A celebrated journalist, Hazleton is noted for her work on Mideast politics. This book focuses on the subject of her more intimate blog, The Accidental Theologian, where personal anecdotes lead to incisive discussion of belief. She characterizes agnosticism as “free-spirited, thoughtful, and independent-minded,” defined by a willingness to investigate many of the deeper complexities around divinity and faith prohibited both by strict orthodoxy and by doctrinaire atheism. Thematic sections discuss the anthropomorphic limiting of God; the relationship between doubt and faith; mystery and the infinite; mortality, afterlife and the soul. What keeps these heady topics accessible is Hazleton’s lively prose and the accounts of her personal journey, as in this retelling of hiking a Northwest mountain. “Each time I looked back, the mountain seemed more threatening, filling me with the visceral sense of an infinitely powerful presence—not of a divine being, but of an implacable, unthinking, inhuman force that was very much of this world, in which my existence, this individual human life, was utterly irrelevant.” Hazleton engages with the wealth of scholarship on this topic but does not let it derail her: her work is that rare work of philosophy both profound and clear.

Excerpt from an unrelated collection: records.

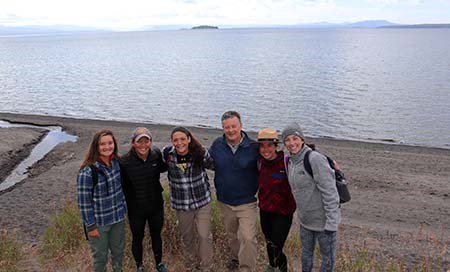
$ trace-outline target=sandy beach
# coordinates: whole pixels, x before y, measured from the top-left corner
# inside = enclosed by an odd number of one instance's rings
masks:
[[[168,143],[174,127],[7,113],[0,113],[0,119],[59,125],[79,137],[77,142],[58,145],[30,169],[29,178],[0,192],[0,229],[16,232],[27,244],[39,243],[50,216],[66,201],[75,201],[75,178],[96,131],[111,129],[123,154],[135,127],[148,127],[160,148]],[[222,134],[206,128],[192,128],[192,132],[205,146]],[[39,129],[0,129],[2,180],[44,134]],[[337,160],[350,182],[352,200],[342,205],[339,243],[349,249],[364,246],[408,263],[440,256],[439,262],[450,267],[450,253],[442,253],[450,244],[450,149],[333,139],[309,142]]]

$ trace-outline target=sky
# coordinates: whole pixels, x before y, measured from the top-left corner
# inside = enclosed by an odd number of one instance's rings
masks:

As a rabbi in this postmodern age, I occasionally saw Hazleton’s manifesto positing a straw man of religious dogmatism that doesn’t quite fit with contemporary Judaism’s comfort with multiple models of divinity. While she identifies as Jewish on the very first page, many of her frameworks seem to be drawn from a Christian perspective on faith, such as having a religious requirement to believe in a God both omnipotent and personal. Ambivalence about the Divine is rife in modern liberal Judaism (although we do pray to “Our Father, Our King” on the High Holidays). The sections of Agnostic that most spoke to me were on doubt and faith. “Where belief is the easy way out, a comfortable position for pious couch potatoes, faith demands an active engagement with uncertainty.” This book both comforted me by echoing my own internal questions and challenged me to engage in more active self-reflection: what do I really believe, and how can I live in accord with this theology?
Hazleton’s captivating book is about how to live deeply and honestly. I highly recommend it to the pious, the doubting, and the religious seeker.
Rabbi Sara N. S. Meirowitz is Assistant Department Chair of Jewish Studies at Gann Academy in Waltham, MA.